L’Agenzia delle Entrate ha diramato un nuovo avviso relativo a una massiccia campagna di phishing che sfrutta il pretesto di presunti rimborsi IRPEF in corso. Il tentativo di truffa viaggia attraverso email e SMS contraffatti che utilizzano loghi e layout grafici molto simili a quelli istituzionali, con l’obiettivo di sottrarre dati bancari e credenziali di accesso ai contribuenti e alle imprese.
Come funziona la truffa del rimborso IRPEF
Le comunicazioni fraudolente segnalate dall’Amministrazione Finanziaria invitano il destinatario a cliccare su un link per aggiornare i dati del bonifico o confermare l’identità per ricevere un rimborso fiscale. Una volta cliccato sul collegamento, l’utente viene indirizzato su una pagina web specchietto, dove viene richiesto l’inserimento del numero di carta di credito o delle credenziali di accesso all’area riservata.

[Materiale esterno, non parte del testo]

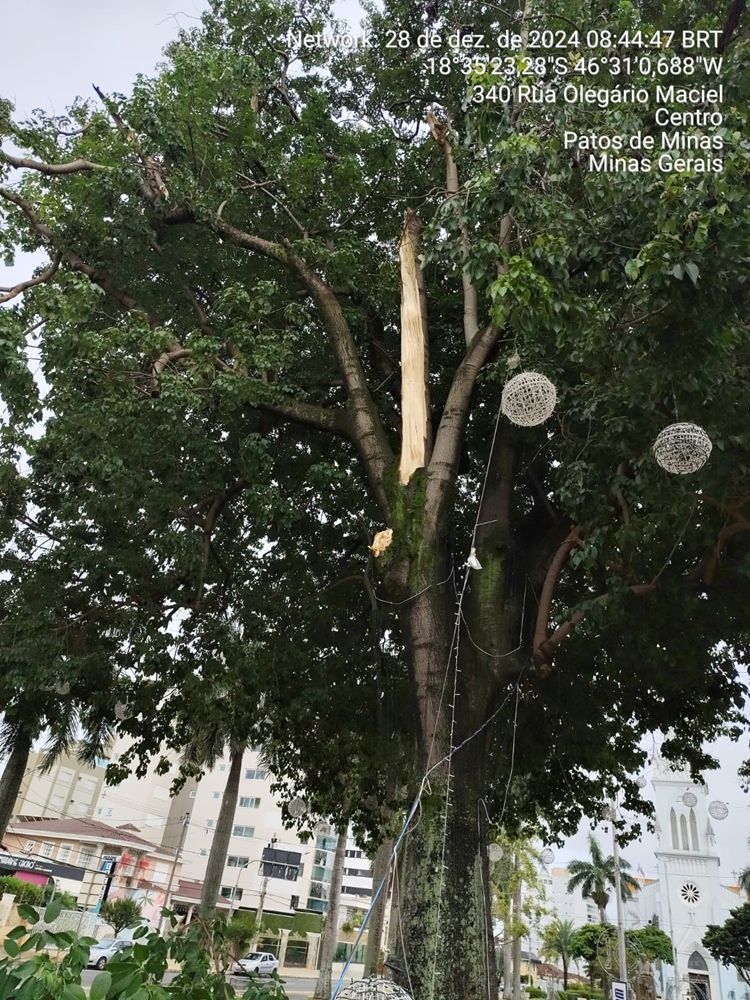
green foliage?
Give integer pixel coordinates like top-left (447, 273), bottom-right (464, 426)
top-left (0, 875), bottom-right (45, 906)
top-left (100, 896), bottom-right (141, 935)
top-left (225, 914), bottom-right (260, 961)
top-left (625, 924), bottom-right (674, 963)
top-left (0, 914), bottom-right (286, 1000)
top-left (703, 903), bottom-right (750, 986)
top-left (568, 833), bottom-right (639, 918)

È necessario ricordare che l’Agenzia delle Entrate non richiede mai dati bancari o sensibili tramite posta elettronica o messaggi di testo. Come già evidenziato in precedenti allarmi sulle false comunicazioni, le procedure di accredito avvengono esclusivamente tramite i canali ufficiali e previa notifica nel cassetto fiscale del contribuente.
Indicatori di phishing nelle email fiscali
Per proteggere la sicurezza informatica aziendale e personale occorre prestare attenzione ad alcuni segnali tipici dei messaggi malevoli:
- indirizzi mittente non istituzionali, spesso con domini esteri o nomi simili a quelli ufficiali ma errati;
- presenza di errori grammaticali o sintattici nel corpo del messaggio;
- senso di urgenza e minaccia di perdere il rimborso se non si agisce in tempi brevi;
- link che, se visualizzati senza cliccare, portano a siti web esterni non riconducibili a agenziaentrate.gov.it.
Le procedure ufficiali per i rimborsi 2026
Il calendario dei rimborsi IRPEF prevede che le somme spettanti siano erogate dal sostituto d’imposta in busta paga o tramite accredito diretto sul conto corrente da parte dell’Agenzia, a condizione che l’IBAN sia stato correttamente registrato.
Per una verifica sicura della propria posizione, l’unica procedura garantita è la consultazione del proprio cassetto fiscale tramite SPID, CIE o CNS, evitando tassativamente di seguire collegamenti presenti in comunicazioni esterne sospette.